Corbett, her husband and their four kids have been stuck ever since she was alerted by text last week that their flight had been canceled. What ensued was a frantic, prolonged scramble to re-book tickets while shuffling between Airbnbs and car rentals.
“I’ve never experienced this before,” Corbett said.
Across the country, and particularly along the West Coast, the busy holiday travel season collided with stormy winter weather and staffing shortages exacerbated by the ongoing COVID-19 surge. The problems were most acute at the Seattle-Tacoma International Airport, the main hub serving Alaska-bound flyers.
Even though conditions have improved slightly over the last few days, the disruptions created a cascade effect, causing what many say are unprecedented problems getting back to Alaska. While plenty of people have managed to fly with relatively few disruptions, others are waiting a week or more for flights, juggling exceptional logistical workarounds and paying for unanticipated expenses to bide their time somewhere more comfortable than an airport terminal.
[More than 1,300 flights canceled Tuesday as omicron, weather continue to hamper operations]

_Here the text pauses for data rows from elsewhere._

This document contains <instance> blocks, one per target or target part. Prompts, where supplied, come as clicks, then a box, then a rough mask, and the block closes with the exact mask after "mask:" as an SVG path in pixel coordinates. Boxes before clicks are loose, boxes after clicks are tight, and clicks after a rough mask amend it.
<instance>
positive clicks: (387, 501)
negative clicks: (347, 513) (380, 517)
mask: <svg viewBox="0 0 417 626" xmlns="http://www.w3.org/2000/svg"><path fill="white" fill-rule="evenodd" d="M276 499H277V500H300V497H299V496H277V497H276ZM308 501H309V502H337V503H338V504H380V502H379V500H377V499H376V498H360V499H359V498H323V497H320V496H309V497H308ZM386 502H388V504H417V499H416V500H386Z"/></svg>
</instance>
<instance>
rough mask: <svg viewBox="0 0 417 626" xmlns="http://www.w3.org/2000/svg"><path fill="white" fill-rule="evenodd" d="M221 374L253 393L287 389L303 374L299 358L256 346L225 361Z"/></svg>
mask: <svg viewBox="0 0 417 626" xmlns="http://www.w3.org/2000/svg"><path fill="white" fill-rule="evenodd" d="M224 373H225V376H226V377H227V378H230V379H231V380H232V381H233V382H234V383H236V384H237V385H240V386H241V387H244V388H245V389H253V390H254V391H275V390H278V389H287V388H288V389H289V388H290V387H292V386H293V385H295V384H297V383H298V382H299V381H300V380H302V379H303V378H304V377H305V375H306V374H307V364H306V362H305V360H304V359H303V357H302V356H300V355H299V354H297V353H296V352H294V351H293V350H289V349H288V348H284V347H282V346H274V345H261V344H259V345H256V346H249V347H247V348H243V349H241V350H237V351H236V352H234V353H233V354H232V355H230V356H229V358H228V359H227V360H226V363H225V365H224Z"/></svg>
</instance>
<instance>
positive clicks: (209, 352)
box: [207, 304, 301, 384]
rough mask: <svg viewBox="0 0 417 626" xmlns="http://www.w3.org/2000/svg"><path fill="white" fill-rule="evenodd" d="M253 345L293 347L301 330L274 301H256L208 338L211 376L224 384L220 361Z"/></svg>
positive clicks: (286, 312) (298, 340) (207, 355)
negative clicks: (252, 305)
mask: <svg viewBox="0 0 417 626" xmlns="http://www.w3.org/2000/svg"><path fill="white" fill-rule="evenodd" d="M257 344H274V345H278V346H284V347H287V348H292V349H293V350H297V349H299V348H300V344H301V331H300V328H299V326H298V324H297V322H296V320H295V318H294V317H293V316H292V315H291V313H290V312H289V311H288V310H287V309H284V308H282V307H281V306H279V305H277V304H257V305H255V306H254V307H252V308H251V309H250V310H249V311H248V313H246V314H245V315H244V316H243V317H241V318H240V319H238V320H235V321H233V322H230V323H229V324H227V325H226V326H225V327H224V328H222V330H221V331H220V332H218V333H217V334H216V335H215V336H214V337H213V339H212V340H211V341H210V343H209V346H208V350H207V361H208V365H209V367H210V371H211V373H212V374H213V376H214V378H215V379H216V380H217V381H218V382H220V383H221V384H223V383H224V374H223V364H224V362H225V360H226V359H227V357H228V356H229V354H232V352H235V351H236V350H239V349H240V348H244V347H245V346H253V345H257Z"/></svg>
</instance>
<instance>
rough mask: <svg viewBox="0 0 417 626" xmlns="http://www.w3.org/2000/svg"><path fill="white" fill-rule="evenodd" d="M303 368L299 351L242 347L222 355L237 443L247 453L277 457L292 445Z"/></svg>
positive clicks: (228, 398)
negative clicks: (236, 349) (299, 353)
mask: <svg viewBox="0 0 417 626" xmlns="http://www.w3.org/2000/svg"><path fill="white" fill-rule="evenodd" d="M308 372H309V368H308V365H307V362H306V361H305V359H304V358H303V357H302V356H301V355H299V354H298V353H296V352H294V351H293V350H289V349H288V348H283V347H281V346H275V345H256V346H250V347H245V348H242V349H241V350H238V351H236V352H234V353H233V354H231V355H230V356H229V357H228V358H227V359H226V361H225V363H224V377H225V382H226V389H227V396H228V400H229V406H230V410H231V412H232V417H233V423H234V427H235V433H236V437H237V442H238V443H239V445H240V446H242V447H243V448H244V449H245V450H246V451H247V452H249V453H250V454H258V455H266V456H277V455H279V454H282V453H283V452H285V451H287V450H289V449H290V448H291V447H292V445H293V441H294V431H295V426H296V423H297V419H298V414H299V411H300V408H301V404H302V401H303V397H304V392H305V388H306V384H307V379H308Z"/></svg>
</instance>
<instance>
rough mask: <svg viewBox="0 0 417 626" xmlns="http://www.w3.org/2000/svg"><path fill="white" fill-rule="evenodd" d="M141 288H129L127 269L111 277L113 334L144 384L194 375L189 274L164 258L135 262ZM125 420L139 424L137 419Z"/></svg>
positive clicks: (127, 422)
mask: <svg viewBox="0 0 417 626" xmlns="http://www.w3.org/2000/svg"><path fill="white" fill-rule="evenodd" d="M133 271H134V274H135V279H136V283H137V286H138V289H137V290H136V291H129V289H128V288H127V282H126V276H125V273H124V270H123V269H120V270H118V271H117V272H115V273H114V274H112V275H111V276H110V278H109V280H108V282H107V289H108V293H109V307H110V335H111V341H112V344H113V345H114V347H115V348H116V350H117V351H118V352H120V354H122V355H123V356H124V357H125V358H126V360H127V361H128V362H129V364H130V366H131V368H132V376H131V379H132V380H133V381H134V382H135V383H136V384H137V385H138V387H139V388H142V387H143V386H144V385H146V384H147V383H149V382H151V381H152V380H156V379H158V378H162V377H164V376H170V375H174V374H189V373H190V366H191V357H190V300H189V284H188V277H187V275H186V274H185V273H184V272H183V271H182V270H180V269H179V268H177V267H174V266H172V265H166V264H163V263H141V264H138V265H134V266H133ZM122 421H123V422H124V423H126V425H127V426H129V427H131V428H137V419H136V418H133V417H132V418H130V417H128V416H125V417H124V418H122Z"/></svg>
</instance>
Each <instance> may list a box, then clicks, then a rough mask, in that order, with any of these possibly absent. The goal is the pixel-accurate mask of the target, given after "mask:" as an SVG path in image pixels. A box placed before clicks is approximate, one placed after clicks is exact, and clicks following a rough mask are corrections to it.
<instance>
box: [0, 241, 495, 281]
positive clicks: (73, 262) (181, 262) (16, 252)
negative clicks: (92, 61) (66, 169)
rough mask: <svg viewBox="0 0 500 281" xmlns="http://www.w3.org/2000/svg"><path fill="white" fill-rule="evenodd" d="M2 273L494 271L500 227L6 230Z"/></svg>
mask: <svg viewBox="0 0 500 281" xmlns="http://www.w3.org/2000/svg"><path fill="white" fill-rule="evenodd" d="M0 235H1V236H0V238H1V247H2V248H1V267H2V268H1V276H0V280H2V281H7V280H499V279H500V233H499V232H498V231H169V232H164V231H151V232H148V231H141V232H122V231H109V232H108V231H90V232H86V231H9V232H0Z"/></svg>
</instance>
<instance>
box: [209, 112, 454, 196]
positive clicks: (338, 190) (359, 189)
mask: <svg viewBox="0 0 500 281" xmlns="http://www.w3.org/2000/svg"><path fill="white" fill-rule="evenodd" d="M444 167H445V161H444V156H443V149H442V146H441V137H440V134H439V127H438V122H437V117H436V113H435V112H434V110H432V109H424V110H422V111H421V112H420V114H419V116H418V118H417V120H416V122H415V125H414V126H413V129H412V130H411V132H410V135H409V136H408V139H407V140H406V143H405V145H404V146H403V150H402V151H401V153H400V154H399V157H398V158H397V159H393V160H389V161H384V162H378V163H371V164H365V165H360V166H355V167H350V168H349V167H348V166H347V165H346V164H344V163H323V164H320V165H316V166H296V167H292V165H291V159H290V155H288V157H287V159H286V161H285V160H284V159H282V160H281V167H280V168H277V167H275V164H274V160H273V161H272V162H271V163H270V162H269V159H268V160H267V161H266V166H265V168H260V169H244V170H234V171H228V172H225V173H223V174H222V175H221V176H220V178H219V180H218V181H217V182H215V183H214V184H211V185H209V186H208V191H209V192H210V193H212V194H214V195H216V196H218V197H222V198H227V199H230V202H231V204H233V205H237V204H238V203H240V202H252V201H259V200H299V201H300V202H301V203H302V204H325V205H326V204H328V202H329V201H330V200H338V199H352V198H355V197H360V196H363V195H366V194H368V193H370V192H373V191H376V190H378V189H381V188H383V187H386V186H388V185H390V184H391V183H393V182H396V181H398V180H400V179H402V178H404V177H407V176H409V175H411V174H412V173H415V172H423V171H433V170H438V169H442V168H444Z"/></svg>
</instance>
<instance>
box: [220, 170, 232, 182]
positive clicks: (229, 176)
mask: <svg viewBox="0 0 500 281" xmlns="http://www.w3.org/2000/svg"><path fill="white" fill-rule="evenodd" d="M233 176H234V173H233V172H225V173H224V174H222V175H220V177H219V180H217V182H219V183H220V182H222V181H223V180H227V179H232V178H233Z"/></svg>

Those delays will likely linger for some Alaska Airlines customers. The company announced Thursday that because of “unprecedented employee sick calls” due to the omicron variant, it is reducing flights by 10% through the end of the month.
“This will give us the flexibility and capacity needed to reset while continued flexible travel policies enable guests to adjust their plans accordingly,” said external affairs manager Tim Thompson.
“The majority of this schedule reduction will occur in the Lower 48. There are no significant changes planned to our normal January flying to communities in Alaska,” Thompson said.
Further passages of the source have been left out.